US Wind Power Is Expected To Double In the Next 5 Years
merbs writes: The U.S. Department of Energy anticipates that the amount of electricity generated by wind power to more than double over the next five years. Right now, wind provides the nation with about 4.5 percent of its power. But an in-depth DOE report (PDF) released yesterday forecasts that number will rise to 10 percent by 2020—then 20 percent by 2030, and 35 percent by 2050.
I recently noticed an interesting convergence. The long term growth of both solar and wind capacity is exponential. The growth rate for solar is higher than for wind power but wind power is currently ahead in capacity. If we take a capacity factor of 20% for solar and 30% for wind, how long does it take to cover the roughly 20 TW of world energy demand?

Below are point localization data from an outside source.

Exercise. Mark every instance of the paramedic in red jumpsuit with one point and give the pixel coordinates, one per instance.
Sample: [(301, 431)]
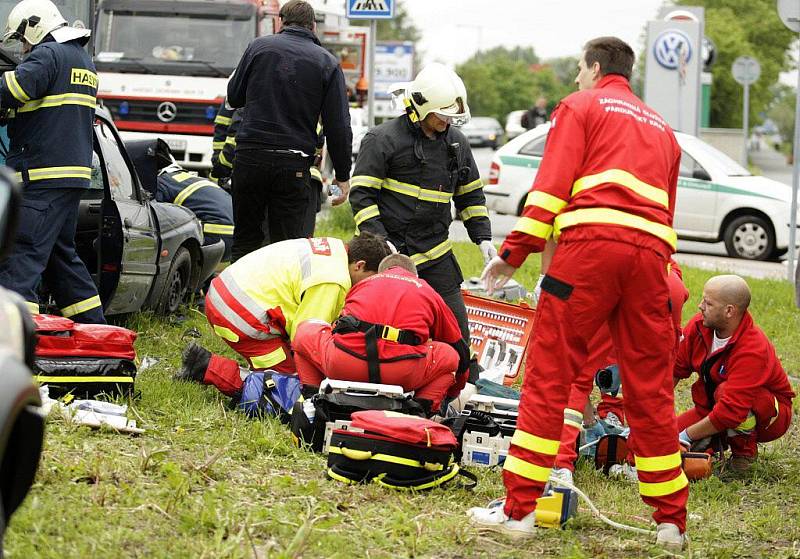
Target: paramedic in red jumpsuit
[(602, 354), (396, 297), (606, 187)]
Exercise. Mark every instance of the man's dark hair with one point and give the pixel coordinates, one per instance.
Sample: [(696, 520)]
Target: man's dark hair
[(369, 248), (397, 260), (297, 12), (614, 55)]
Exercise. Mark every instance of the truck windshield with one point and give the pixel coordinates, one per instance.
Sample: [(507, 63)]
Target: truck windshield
[(76, 12), (172, 43)]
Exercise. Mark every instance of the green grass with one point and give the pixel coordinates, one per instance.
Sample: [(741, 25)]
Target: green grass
[(204, 481)]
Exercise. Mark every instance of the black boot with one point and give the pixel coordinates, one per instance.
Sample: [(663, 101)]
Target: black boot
[(194, 363)]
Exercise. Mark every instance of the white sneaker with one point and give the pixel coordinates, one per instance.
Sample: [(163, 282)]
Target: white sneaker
[(669, 536), (564, 474), (624, 471), (493, 519)]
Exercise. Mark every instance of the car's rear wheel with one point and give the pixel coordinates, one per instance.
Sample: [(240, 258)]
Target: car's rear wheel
[(177, 286), (750, 237)]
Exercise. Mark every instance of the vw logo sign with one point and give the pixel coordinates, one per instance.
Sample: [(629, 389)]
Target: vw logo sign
[(669, 46), (166, 111)]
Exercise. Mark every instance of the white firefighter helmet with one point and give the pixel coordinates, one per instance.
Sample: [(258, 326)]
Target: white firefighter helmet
[(437, 89), (32, 20)]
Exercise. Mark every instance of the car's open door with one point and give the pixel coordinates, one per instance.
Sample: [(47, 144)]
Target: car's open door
[(129, 241)]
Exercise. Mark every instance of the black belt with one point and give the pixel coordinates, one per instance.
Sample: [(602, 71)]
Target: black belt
[(349, 324)]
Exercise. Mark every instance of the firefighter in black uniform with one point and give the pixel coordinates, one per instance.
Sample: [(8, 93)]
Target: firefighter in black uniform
[(51, 95), (168, 182), (407, 172), (286, 82), (226, 124)]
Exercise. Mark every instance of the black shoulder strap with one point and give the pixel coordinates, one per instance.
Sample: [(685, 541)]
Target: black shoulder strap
[(373, 363), (705, 374)]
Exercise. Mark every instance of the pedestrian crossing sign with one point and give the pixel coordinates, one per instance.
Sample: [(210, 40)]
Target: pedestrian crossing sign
[(370, 9)]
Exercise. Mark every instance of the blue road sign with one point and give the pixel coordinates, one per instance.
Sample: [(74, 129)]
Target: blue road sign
[(370, 9)]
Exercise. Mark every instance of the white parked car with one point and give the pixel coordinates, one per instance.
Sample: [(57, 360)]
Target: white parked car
[(514, 124), (717, 199)]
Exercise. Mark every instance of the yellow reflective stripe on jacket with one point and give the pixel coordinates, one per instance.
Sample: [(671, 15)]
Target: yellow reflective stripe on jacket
[(58, 101), (525, 469), (626, 179), (552, 204), (534, 443), (223, 120), (183, 176), (473, 211), (81, 306), (657, 463), (365, 181), (573, 418), (14, 88), (367, 213), (60, 380), (268, 360), (534, 227), (664, 487), (226, 333), (191, 189), (424, 194), (616, 217), (436, 252), (68, 172), (218, 229), (469, 187)]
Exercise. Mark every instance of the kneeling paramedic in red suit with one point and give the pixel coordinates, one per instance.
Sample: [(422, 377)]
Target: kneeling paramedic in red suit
[(605, 191), (742, 390), (256, 303), (601, 354), (394, 329)]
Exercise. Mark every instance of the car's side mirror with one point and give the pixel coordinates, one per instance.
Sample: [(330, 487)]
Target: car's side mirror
[(701, 174), (10, 196)]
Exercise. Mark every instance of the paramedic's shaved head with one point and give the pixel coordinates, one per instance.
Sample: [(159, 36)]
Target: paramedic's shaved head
[(400, 260), (732, 290), (725, 300)]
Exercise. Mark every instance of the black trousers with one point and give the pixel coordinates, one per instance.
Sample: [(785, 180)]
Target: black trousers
[(445, 277), (272, 198)]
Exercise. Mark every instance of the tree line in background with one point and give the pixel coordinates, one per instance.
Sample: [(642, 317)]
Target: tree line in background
[(500, 80)]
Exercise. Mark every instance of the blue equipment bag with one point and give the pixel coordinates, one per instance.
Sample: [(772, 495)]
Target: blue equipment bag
[(269, 393)]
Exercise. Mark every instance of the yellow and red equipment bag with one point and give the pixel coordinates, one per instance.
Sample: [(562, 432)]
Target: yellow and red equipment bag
[(394, 450), (83, 359)]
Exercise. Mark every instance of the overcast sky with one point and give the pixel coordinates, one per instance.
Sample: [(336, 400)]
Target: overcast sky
[(452, 30)]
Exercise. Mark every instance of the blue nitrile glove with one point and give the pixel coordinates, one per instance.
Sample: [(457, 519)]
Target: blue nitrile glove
[(592, 434)]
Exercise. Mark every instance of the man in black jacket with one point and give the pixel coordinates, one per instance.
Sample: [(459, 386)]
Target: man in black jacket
[(408, 171), (288, 81)]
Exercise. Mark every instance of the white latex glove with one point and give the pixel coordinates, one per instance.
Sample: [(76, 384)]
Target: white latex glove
[(487, 250), (496, 274), (537, 291), (343, 188)]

For solar, taking 200 MW of capacity in 1995 and 100,000 MW in 2012 http://en.wikipedia.org/wiki/G... we get to 100,000,000 MW in 39 years from 1995 since (log(100 TW)-log(200 MW))/(log(100,000 MW)-log(200 MW))/17 years)=39 years. So 2034 is when we may expect solar PV to cover all energy demand.

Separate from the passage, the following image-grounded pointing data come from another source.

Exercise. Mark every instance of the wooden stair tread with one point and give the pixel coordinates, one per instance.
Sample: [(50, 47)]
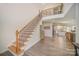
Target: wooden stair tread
[(13, 49), (23, 40)]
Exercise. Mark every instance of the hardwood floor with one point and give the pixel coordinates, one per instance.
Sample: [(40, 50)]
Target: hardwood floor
[(57, 46)]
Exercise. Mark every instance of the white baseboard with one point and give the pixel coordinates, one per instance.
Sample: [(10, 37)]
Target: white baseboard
[(3, 50)]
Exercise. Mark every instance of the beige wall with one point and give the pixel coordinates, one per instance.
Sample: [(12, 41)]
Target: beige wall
[(13, 16)]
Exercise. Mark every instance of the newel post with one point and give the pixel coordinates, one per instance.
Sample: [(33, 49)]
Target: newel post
[(17, 41)]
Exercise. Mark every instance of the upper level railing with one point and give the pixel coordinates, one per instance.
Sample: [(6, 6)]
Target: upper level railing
[(52, 11)]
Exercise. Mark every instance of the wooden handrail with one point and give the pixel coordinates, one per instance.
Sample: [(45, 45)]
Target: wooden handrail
[(17, 41), (18, 32)]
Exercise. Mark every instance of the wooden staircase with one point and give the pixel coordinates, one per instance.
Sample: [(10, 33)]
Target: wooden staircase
[(17, 47)]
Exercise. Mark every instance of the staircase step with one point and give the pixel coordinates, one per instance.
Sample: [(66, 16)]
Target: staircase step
[(25, 36), (13, 50), (24, 40)]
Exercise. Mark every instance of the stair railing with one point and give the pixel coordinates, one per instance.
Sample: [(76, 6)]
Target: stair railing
[(17, 41)]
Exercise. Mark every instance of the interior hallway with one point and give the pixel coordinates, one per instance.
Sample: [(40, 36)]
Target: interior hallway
[(49, 47), (52, 47)]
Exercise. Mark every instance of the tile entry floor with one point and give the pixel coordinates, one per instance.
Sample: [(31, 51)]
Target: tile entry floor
[(57, 46)]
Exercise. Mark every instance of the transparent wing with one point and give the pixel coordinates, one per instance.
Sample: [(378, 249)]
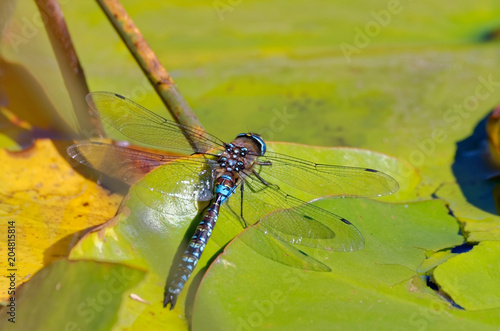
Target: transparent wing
[(326, 180), (142, 125), (290, 219), (187, 177)]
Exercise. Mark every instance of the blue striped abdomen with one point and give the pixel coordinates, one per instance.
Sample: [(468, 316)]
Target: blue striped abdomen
[(196, 245)]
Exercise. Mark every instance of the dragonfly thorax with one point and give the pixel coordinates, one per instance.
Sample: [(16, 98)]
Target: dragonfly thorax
[(241, 153)]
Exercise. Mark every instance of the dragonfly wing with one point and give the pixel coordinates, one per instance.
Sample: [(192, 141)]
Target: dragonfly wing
[(327, 180), (187, 177), (142, 125), (291, 219), (279, 250)]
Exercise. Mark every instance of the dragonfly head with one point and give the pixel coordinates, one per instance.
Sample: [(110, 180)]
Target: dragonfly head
[(256, 140)]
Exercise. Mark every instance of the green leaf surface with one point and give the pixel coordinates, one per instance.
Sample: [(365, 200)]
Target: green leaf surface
[(375, 288), (472, 279), (86, 295), (147, 234)]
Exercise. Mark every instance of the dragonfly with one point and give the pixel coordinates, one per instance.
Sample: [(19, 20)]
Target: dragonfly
[(237, 178)]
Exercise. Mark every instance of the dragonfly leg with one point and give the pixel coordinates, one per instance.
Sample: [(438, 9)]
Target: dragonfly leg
[(242, 188)]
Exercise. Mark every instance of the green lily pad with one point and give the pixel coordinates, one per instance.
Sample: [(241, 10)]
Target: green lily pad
[(148, 232), (375, 288), (472, 279), (86, 295)]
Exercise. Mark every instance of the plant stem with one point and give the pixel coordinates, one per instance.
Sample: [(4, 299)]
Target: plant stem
[(71, 70), (151, 66)]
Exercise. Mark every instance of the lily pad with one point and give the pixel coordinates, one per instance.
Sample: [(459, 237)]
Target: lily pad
[(49, 204), (472, 279), (147, 234), (87, 296), (375, 288)]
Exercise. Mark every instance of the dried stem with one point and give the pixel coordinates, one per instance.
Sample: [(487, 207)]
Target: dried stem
[(151, 66), (72, 72)]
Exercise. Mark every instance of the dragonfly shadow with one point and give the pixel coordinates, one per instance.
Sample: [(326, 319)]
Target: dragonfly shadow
[(475, 171)]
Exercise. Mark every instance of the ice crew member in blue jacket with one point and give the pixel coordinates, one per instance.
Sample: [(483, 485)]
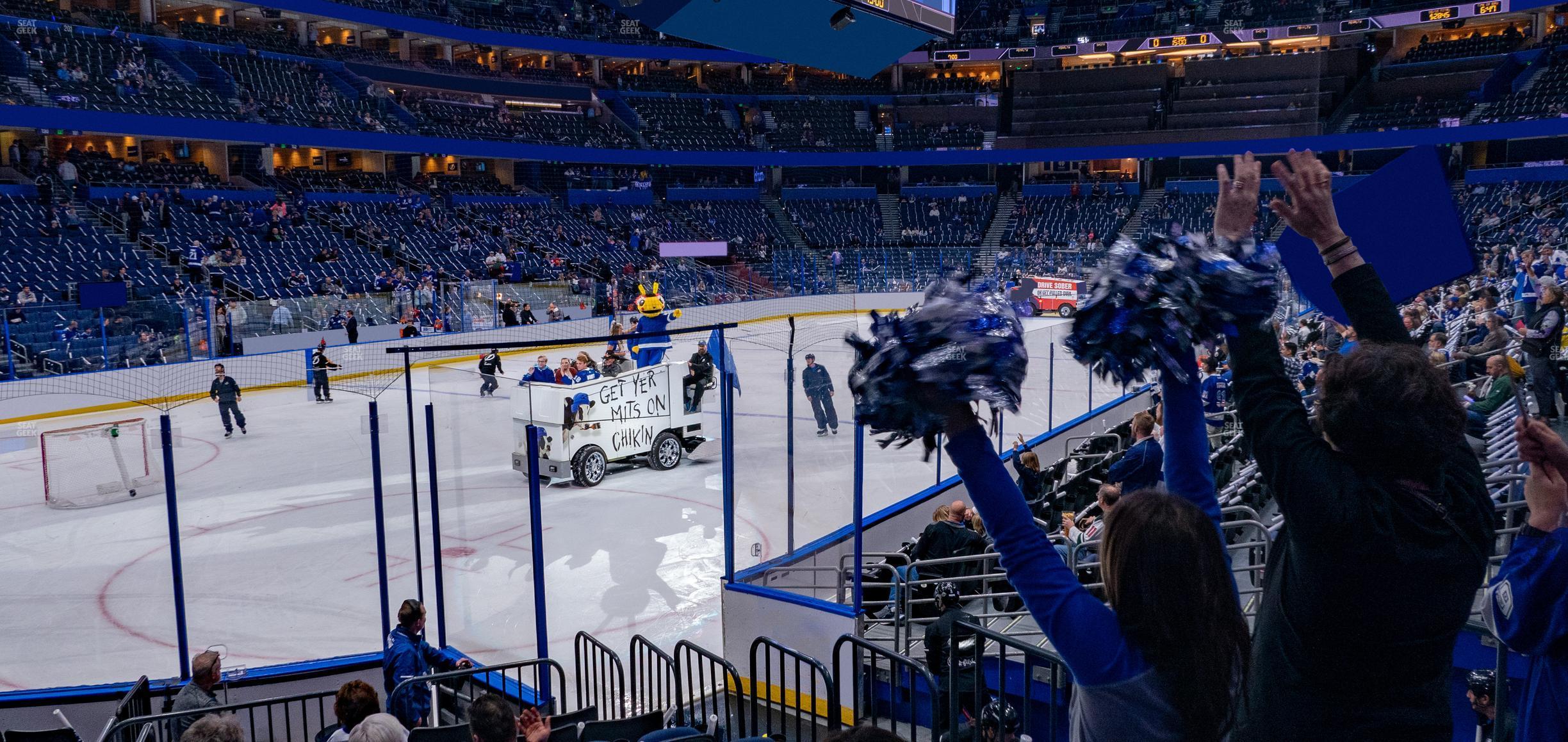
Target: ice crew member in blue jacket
[(1140, 466), (540, 372), (819, 390), (408, 656), (1528, 600)]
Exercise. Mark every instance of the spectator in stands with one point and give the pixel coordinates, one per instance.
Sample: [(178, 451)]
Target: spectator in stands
[(1140, 466), (540, 372), (1390, 473), (1495, 340), (940, 639), (1528, 598), (1031, 481), (1490, 394), (214, 729), (1544, 333), (408, 656), (206, 672), (379, 729), (355, 702), (946, 540), (1482, 692), (1168, 655)]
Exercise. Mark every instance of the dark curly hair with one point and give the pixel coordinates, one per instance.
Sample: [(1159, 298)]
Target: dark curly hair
[(1390, 410)]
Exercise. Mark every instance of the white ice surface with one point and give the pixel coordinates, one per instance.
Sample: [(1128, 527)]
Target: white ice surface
[(278, 526)]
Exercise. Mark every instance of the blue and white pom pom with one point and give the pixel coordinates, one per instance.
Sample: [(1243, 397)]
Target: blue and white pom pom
[(956, 345), (1154, 300)]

For wind, taking 7,600 MW of capacity in 1995 and 369,553 MW in 2014 http://www.gwec.net/wp-content... we get to 60,000,000 MW in 39 years from 1997 since (log(60 TW)-log(7,600 MW))/(log(369,533 MW)-log(7.500 MW))/17 years = 39 years. So, 2036 is where we may expect wind power to cover all energy demand.
So, within just a couple years of each other, either technology can be projected to grow to cover all current demand.
A driver for ongoing exponential growth for PV is the still falling cost of manufacture. It is expected that panels will cost $0.36/W to produce in 2017. http://www.greentechmedia.com/...
This seems to be a faster rate than pledges coming in for Paris are anticipating so we might have some confidence that those pledges are going to be met.
> On the wind side there are substantial additional costs over dispatchable sources
No, there are not. I posted the numbers. Integrating wind is cheap, and the numbers keep going down because the equipment is getting better. The vast majority of "the equipment" is a PC running software you can buy from IBM.
When they invented coal fired power in the 1880s do you know what the interconnect cost was? Infinity. That's because they didn't have a grid, and the plants went up and down all the time. In spite of this, they built it out successfully anyway. They figured out how to interconnect two generators that would otherwise be running out of phase, how to keep voltages under control, how to handle generators going offline out of the blue.
Now after over 100 years, do you think we know more or less about how to hook up generation to the grid? More? Well if infinity was small enough to handle 100+ years ago, how can you possibly believe it's a) more difficult, or b) more expensive?
This isn't theoretical. We're actually adding this capacity as I type this. The grid is not failing. The companies are not going out of business. Everything is working just fine.